Violenza di genere, caserma arancione
per inaugurare la stanza dedicata alle vittime
TOLENTINO - La donazione è stata fatta da Soroptimist. Oggi il taglio del nastro. Nell'ambito dei comuni compresi nella Compagnia carabinieri di Tolentino dal 2020 sono state denunciate 31 persone per stalking, maltrattamenti in famiglia, violenza sessuale e revenge porn

Al centro la comandante della Compagnia dei carabinieri di Tolentino, Gilia Maggi, in un momento della cerimonia
La caserma dei carabinieri di Tolentino si tinge d’arancione contro la violenza di genere e per una occasione speciale: il taglio del nastro della stanza dedicata alle vittime vulnerabili. “Una stanza tutta per sé” dove saranno accolte per essere ascoltate in un ambiente dedicato, le vittime di reati come stalking, violenza sessuale, maltrattamenti in famiglia, è stata donata dalla Soroptimist Italia e dal Club di Macerata nel marzo 2020.
La stanza ha le caratteristiche necessarie alla miglior gestione della vittima, in termini di riservatezza, arredo, colori, presenza di giochi per i bambini, possibilità di audio video registrazione, in un contesto più familiare e idoneo a instaurare un dialogo. Il taglio del nastro era stato rinviato a causa della pandemia. E così si è arrivati ad oggi.
Nel corso della cerimonia il colonnello Nicola Candido, comandante provinciale dei carabinieri, ha evidenziato l’impegno dei militari in questo delicato settore. Ha riportato anche dei dati: dal 2020, nell’ambito della Compagnia dei carabinieri di Tolentino, sono state denunciate 31 persone per stalking, maltrattamenti in famiglia, violenza sessuale e revenge porn. Cinque di queste sono finite in manette perché colte mentre commettevano il reato. Inoltre 18 le misure cautelari emesse nei confronti degli indagati da parte del Gip. Misure che vanno dal carcere, agli arresti domiciliari al divieto di avvicinamento e applicazione del braccialetto elettronico. Otto donne sono state ospitate in strutture protette, spesso insieme ai bambini.
Al taglio del nastro erano presenti anche rappresentanti delle istituzioni che costituiscono la “rete di protezione delle vittime vulnerabili”. C’erano la pm Rita Barbieri, Deborah Pantana (consigliera di Parità della Provincia), Sabrina De Padova (presidente Consiglio delle donne di Macerata), il sindaco Mauro Sclavi, il presidente del Consiglio comunale Alessandro Massi, gli assessori Elena Lucaroni e Flavia Giombetti, Maria Pia Branchesi, responsabile Servizi sociali Tolentino, il comandante della Polizia locale Davide Rocchetti. Presente naturalmente la padrona di casa, la comandante della Compagnia di Tolentino, Giulia Maggi.

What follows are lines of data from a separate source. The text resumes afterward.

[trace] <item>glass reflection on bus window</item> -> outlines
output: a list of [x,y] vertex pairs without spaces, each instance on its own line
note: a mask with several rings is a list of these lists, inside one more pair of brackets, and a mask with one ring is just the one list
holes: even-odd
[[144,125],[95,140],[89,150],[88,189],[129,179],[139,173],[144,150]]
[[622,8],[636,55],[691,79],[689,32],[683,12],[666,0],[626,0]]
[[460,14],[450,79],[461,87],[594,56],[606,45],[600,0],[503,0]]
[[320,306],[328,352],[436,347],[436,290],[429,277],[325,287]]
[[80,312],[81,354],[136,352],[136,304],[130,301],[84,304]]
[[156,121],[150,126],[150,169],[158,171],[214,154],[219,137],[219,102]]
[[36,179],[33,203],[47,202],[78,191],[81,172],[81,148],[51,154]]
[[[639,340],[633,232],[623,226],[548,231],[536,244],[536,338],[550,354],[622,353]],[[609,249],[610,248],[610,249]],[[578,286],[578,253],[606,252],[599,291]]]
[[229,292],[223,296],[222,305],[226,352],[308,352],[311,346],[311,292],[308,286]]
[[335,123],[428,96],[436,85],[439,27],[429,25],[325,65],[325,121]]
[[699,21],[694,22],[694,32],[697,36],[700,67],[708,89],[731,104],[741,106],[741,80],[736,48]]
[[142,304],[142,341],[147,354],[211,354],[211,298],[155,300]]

«La donazione della “stanza dedicata alle vittime vulnerabili” costituisce, oltre a un simbolo di affetto dell’Associazione Soroptimist per le vittime vulnerabili anche un segno tangibile e concreto di vicinanza all’impegno quotidiano dei carabinieri in questo settore, che va costantemente gestito con professionalità e sensibilità» si legge in una nota dell’Arma. L’associazione, presieduta da Maria Leonori, oltre a donare la stanza, ha partecipato all’organizzazione dell’inaugurazione, che è avvenuta alla presenza di Giovanna Guercio, presidente mazionale Soroptimist Italia.
C’erano poi i rappresentanti degli studenti degli istituti scolastici che hanno aderito, il mese scorso, ad incontri di formazione e sensibilizzazione sulla violenza di genere a cui ha partecipato anche il pm Rita Barbieri.

E’ motivo di orgoglio aver realizzato una realtà dove le donne vittime di violenza possano sentirsi protette già durante l’audizione, poiché anche il solo raccontare può risultare una sofferenza, pertanto farle sentire rispettate è molto importante. Con la speranza che realtà come queste possano diventare sempre più numerose. Inoltre bisognerebbe intervenire sulla società, iniziando con progetti nelle scuole, che hanno come tematica la discriminazione di genere che è un retaggio culturale che è necessario cercare di sradicare.
Bisogna spiegare che cosa è la violenza di genere.